Baritone Steven Stull will sing Mahler's Songs of a Wayfarer Sunday with the Bryn Athyn, Pa., Orchestra. My interview with him is linked at left. I take no responsibility for the headline.
And, before too much time goes by and it is no longer news, I note with sadness the passing of composer Milton Babbitt, who died Saturday, January 29, at 94. I've been honoring his memory the way one should honor any composer's memory — by listening to his music. Over the past week I've played my CD recording the Second String Quartet, Correspondences for orchestra and tape, None but the Lonely Flute, Around the Horn, Occasional Variations, and perhaps one or two other things. The music is, I have decided, attractive and engaging, and through repeated exposure, I am learning to pick out the incidents, if not follow the story. More listening will follow.

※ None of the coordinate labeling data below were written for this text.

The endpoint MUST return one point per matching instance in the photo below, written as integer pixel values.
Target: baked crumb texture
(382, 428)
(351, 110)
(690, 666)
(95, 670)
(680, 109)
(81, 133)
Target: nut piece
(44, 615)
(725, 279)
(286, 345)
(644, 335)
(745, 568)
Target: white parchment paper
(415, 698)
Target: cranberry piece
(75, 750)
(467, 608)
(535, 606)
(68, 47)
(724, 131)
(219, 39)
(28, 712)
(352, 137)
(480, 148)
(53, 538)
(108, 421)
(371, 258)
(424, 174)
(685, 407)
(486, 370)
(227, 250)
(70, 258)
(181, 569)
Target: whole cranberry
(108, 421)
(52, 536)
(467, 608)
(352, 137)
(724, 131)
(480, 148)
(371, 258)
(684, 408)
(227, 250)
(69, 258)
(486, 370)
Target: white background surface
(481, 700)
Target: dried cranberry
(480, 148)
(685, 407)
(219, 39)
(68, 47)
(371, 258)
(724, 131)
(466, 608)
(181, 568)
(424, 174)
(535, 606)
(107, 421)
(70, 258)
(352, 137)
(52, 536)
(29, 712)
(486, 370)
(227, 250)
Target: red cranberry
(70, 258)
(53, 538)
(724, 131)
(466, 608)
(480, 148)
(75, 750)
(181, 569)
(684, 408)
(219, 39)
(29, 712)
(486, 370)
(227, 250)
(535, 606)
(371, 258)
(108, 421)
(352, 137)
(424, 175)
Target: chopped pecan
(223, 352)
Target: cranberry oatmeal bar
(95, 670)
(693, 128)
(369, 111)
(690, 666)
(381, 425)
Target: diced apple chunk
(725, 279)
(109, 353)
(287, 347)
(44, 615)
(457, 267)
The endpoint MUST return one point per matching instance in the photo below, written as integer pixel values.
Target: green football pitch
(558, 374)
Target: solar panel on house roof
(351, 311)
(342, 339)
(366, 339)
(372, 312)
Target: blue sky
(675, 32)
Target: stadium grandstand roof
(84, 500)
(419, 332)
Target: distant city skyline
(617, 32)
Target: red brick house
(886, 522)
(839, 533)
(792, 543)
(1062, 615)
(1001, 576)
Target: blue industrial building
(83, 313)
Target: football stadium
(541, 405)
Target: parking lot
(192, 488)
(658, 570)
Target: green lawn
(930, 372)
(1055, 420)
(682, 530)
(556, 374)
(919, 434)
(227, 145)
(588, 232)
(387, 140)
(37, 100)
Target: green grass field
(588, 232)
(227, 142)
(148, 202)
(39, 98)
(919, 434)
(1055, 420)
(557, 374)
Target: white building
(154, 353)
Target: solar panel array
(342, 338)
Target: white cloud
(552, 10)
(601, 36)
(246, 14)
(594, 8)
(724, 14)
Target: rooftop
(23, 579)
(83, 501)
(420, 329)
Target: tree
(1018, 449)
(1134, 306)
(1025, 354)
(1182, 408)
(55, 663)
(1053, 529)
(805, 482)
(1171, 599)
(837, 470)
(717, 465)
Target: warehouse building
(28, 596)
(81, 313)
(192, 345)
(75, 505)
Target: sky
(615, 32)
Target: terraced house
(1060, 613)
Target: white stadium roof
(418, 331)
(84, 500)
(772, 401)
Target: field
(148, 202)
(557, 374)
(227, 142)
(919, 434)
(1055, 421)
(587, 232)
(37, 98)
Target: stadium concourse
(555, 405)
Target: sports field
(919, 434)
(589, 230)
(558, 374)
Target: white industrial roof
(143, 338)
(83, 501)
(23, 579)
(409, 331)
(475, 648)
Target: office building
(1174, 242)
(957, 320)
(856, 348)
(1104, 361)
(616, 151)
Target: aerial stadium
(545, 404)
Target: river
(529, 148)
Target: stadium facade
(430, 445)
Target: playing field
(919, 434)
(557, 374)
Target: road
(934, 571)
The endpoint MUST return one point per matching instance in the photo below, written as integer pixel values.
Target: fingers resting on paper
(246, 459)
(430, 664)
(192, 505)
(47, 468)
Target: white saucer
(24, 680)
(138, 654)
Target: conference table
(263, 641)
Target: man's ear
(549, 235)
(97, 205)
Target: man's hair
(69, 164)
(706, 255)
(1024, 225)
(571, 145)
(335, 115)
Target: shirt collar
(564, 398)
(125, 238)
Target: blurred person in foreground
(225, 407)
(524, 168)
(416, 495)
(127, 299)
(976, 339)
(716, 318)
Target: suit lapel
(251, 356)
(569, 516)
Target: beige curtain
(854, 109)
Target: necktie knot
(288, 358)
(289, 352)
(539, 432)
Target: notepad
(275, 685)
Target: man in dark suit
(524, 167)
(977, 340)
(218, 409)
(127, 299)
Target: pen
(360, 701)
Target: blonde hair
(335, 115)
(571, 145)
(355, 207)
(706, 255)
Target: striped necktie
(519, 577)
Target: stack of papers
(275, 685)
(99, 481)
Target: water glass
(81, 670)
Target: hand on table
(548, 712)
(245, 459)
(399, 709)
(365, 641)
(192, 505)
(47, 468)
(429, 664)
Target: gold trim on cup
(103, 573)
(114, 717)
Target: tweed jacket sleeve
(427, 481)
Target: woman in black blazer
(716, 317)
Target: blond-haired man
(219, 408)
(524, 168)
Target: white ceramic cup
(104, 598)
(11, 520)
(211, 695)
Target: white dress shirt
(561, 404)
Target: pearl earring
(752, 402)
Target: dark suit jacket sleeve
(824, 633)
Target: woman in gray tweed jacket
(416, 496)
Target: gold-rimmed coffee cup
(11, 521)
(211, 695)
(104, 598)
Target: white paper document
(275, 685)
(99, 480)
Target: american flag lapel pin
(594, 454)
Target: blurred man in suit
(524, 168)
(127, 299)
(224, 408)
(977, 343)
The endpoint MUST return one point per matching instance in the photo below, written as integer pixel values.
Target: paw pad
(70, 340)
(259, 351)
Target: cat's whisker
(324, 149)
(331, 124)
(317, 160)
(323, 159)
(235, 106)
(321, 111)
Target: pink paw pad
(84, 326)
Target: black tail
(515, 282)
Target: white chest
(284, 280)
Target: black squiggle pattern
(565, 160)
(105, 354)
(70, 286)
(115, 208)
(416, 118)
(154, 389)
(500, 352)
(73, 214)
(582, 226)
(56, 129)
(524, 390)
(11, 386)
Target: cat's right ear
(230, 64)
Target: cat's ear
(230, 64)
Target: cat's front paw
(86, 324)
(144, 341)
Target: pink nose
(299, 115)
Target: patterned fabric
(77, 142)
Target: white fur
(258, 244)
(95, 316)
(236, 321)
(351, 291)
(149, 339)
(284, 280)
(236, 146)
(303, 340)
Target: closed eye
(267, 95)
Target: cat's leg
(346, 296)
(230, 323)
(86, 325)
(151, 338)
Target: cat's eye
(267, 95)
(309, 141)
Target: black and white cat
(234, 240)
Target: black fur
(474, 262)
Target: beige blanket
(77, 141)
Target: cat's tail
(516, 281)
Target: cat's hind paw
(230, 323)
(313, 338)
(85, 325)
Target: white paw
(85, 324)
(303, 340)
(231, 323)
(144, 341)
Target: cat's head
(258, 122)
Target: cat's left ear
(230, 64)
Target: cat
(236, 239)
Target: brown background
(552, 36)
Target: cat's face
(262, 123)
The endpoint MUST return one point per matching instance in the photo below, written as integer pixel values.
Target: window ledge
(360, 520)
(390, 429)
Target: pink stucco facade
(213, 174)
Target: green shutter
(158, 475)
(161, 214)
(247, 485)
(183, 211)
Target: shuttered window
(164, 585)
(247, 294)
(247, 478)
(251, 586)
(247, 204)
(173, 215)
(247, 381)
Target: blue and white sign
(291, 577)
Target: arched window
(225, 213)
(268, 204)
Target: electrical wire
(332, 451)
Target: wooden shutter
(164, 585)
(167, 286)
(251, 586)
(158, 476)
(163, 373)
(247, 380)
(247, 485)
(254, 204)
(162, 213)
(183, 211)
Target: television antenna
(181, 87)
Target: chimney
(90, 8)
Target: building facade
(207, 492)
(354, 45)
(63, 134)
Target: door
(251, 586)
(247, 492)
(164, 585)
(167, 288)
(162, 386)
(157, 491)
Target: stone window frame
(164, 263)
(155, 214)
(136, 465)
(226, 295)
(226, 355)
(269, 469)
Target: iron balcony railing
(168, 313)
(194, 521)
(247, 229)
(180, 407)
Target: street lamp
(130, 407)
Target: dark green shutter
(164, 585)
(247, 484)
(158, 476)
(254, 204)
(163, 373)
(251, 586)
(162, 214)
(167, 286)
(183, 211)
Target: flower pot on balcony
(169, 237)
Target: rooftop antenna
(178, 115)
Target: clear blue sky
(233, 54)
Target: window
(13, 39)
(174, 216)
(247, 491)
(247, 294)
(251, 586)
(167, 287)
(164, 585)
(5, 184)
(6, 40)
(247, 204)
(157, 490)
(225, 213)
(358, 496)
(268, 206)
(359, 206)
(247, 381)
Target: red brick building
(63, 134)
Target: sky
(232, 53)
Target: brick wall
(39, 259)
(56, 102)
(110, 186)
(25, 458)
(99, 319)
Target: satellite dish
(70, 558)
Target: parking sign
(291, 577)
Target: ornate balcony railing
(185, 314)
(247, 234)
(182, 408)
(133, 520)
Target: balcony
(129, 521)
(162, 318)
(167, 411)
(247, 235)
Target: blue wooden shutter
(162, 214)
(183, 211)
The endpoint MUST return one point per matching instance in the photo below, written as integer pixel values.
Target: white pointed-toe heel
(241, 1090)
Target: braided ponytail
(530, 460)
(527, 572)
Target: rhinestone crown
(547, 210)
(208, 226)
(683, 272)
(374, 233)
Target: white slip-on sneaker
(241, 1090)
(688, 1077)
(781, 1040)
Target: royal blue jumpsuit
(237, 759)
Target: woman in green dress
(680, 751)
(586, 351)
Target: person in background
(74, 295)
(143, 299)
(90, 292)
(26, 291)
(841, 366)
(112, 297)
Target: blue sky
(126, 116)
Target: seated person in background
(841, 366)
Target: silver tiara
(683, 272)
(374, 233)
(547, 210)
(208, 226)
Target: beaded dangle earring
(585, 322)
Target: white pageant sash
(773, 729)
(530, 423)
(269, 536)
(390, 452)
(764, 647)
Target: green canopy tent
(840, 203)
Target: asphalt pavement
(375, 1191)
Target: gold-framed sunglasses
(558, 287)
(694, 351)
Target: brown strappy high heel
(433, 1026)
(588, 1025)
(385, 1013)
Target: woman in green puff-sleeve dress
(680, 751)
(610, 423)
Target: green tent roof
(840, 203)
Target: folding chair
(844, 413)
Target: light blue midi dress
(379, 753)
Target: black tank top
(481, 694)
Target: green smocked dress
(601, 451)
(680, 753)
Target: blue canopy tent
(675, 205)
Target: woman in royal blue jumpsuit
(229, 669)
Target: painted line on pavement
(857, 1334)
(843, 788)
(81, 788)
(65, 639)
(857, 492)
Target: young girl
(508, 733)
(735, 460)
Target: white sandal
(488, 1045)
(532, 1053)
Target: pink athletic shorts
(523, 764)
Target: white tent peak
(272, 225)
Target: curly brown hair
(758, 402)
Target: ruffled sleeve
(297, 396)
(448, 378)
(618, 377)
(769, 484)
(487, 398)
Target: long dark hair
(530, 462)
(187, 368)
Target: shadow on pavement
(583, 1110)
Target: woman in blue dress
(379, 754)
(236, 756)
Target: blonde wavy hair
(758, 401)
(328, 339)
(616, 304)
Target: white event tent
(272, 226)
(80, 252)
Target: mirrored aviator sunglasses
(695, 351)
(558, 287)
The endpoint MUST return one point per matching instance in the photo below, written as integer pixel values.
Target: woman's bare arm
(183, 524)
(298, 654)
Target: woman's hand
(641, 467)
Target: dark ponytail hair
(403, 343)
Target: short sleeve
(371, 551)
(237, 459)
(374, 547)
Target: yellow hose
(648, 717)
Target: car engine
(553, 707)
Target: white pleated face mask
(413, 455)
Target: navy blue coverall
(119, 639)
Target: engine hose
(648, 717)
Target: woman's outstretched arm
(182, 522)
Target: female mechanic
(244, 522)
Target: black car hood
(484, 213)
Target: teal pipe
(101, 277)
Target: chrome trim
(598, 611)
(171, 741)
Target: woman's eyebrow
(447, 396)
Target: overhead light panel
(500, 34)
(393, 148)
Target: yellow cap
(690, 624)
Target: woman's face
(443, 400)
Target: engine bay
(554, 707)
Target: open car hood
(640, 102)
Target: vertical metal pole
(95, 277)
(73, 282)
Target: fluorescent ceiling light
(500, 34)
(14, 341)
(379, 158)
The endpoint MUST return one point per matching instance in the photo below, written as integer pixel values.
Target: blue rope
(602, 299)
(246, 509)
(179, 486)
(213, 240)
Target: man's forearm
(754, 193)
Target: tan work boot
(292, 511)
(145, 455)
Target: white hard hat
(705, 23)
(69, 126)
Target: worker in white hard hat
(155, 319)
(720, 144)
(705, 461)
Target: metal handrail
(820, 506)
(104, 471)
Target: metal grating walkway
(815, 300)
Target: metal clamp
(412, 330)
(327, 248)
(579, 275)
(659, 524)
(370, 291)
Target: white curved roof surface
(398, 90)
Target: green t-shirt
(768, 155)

Other bloggers have paid more personal tributes to Babbitt, and I recommend you seek them out online. I heard him speak only once, back in the 1990s, when Orchestra 2001 performed his Transfigured Notes for string orchestra at the Philadelphia Museum of Art. (This was the score that, a couple of years earlier, the Philadelphia Orchestra had commissioned and then rejected as unplayable. It has been played, and recorded, quite well since by other ensembles that actually seem to care about it.) I remember only one thing from the composer’s pre-concert talk: Babbitt said he did not use folk material in his music and he drew his inspiration instead from the likes of Schoenberg and Webern because, he said, "These are my folks."
Like everyone else in the modern world, composers are living much longer than they used to. I find it a disorienting trend. In Beethoven's day, no one was even guaranteed a "late period," and if he got one, it would last at most ten years. Now it can last up to sixty. Careers are now heavily end-loaded, and the late period is the career.